Al di qua della porta il mondo non si era fermato, non aveva nemmeno accennato a rallentare mentre il Signor Cox cercava di guadagnarsi l'aria fresca e la strada illuminata che lo chiamava fuori dal dipartimento di polizia. Strascicando e strizzando gli occhi obbligandosi a risvegliarsi dal suo incubo, Aaron era sempre più vicino al portone del distretto;
pensò di farcela senza essere obbligato a parlare con qualcuno per dover dare delle spiegazioni e quasi ci riuscì fino a quando
qualcuno non si accorse di lui: « Vedo che si è ripreso... si sente meglio? » gli domandò una voce calda alle sue spalle. L'uomo alzò gli occhi al cielo. Si sporse leggermente oltre il suo campo visivo dando ancora le spalle a chi era fermo dietro di lui e attendeva una risposta. I suoi occhi si fecero più ruvidi ma poi replicò con un tono più dimesso per non concludere in anticipo la commedia che aveva messo in scena fino a qualche istante prima, il sipario non era ancora calato: « S...sì, un po', la ringrazio per il suo interesse. Ora, se non le dispiace... ecco, sì... vorrei tornare a casa e dimenticare questa, oserei dire... catastrofica esperienza. » terminando con un accennato sorriso all'angolo della bocca, un sorriso che però non coinvolse gli occhi grandi e vispi che cercavano invece una via di fuga. L'uomo alle sue spalle non indugiò oltre. Lo lasciò andare con la promessa che i documenti da lui richiesti sarebbero stati pronti entro qualche settimana dopo quella data, informandolo che sarebbero stati loro a rintracciarlo ed Aaron Cox abbandonò lo stanzone, chiudendosi la porta dietro di lui.

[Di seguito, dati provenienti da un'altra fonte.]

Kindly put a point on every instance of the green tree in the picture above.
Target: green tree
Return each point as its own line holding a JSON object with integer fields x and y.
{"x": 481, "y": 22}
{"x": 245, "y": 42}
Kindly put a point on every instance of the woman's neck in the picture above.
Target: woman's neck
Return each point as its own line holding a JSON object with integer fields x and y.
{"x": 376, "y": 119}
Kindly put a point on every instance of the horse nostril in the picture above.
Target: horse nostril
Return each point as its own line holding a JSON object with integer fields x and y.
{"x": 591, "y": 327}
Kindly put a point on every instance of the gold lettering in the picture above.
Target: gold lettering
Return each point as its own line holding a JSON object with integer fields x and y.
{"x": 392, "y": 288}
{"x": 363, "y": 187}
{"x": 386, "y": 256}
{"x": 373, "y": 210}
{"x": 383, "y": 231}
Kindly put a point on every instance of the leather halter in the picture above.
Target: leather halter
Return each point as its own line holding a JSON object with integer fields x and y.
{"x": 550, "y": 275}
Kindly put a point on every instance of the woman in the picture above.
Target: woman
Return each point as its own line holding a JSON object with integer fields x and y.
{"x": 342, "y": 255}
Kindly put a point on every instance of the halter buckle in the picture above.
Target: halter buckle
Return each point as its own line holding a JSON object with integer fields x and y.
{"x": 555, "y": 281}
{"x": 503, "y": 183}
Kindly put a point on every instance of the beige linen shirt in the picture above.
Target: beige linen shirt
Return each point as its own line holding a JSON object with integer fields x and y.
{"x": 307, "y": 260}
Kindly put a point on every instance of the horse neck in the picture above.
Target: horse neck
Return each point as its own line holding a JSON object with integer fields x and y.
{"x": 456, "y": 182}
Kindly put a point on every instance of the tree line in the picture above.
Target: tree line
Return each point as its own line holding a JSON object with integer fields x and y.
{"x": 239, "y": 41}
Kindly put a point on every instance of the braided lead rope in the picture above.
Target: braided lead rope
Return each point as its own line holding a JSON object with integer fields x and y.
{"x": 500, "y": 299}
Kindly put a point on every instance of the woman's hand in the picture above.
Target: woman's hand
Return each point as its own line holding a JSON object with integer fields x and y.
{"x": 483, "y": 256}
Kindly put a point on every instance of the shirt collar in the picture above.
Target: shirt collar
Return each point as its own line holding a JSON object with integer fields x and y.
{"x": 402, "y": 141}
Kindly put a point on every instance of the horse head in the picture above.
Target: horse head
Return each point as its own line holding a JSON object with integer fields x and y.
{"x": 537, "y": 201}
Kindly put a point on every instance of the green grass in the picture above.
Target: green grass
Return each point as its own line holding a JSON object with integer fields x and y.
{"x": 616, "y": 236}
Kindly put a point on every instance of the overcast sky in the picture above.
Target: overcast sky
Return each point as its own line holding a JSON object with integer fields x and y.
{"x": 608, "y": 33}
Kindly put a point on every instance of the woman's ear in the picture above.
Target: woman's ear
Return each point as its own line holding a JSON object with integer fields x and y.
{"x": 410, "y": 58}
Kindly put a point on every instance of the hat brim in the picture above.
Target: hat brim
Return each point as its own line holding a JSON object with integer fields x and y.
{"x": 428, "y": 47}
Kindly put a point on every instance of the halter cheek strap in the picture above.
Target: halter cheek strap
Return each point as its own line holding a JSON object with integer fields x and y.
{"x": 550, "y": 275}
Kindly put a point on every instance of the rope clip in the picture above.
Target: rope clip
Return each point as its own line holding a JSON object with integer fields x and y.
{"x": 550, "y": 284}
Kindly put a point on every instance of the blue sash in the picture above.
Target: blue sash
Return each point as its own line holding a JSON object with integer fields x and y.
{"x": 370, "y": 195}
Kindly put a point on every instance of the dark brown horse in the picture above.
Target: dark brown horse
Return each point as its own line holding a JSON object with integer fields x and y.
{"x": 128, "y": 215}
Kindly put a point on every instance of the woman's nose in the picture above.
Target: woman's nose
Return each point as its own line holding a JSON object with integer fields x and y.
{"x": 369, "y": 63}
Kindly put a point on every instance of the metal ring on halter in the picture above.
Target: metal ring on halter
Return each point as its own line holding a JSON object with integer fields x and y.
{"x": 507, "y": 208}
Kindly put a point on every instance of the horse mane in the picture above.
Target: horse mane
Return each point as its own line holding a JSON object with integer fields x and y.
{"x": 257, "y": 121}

Arrivato in strada chiuse gli occhi e prese un profondo boccone d'aria fresca, si sentì inebriato dalla purezza d'ossigeno che si faceva largo tra le sue narici e che scendeva fino a dentro i polmoni, stufi di quell'ambiente troppo viziato. Quando decise di essere abbondantemente sazio e appagato da quel senso di soddisfazione e libertà si voltò verso sinistra, verso la strada dalla quale lo stesso Ben lo vide arrivare e si incamminò ma non prima di dare un ultimo sguardo all'interno dell'androne. Era arrivato, aveva cercato di sbirciare oltre la vetrata ed era stato incastrato per non si sa quanto tempo e non era ancora riuscito ad ottenere ciò che in realtà era lo scopo della sua passeggiata notturna ingiustificata. Alzò lo sguardo con molta calma, questa volta le pupille erano diventate sottili come la punta di un ago, il suo sguardo si fece tagliente e severo ma non notò nulla. Arrivò alla conclusione che si sarebbe dovuto arrendere. Sarebbe dovuto tornarci di nuovo, magari quando quei poliziotti si sarebbero fatti risentire con la speranza che ciò non accadesse quando ormai sarebbe stato troppo tardi. Fece per avanzare, spalla ricurva, mani in tasca, mandibola serrata, piede sinistro sollevato, piede destro sull'attenti pronto a scattare in sequenza ma poi,
Ecco!
Si bloccò e la schiena ingobbita si raddrizzò, lo vide: l'obiettivo, il bersaglio, il motivo della sua presenza lì, a quell'ora tarda della notte, per quella strada, in quel dipartimento. Tutti i suoi dubbi divennero realtà, tutte le sue domande trovarono risposta, tutte le sue certezze erano lì, davanti a lui e si concentravano in un unico blocco, in un unico individuo. Eccola, scortata da una coppia di poliziotti e una donna dalla carnagione color caramello con una scura valigetta ventiquattrore tra le mani lunghe e affusolate: una bambina di 6 anni e mezzo, dagli occhi vispi e i capelli castani.
« Oh, ciao, ciao Jvonne. »
sussurrò a sé stesso Aaron con occhi compiaciuti e, accennando una leggera euforia, di fronte la vetrata dondolava la mano destra all'altezza del viso come per salutarla.
Dall'altro lato Jvonne ricambiò il saluto, contenta.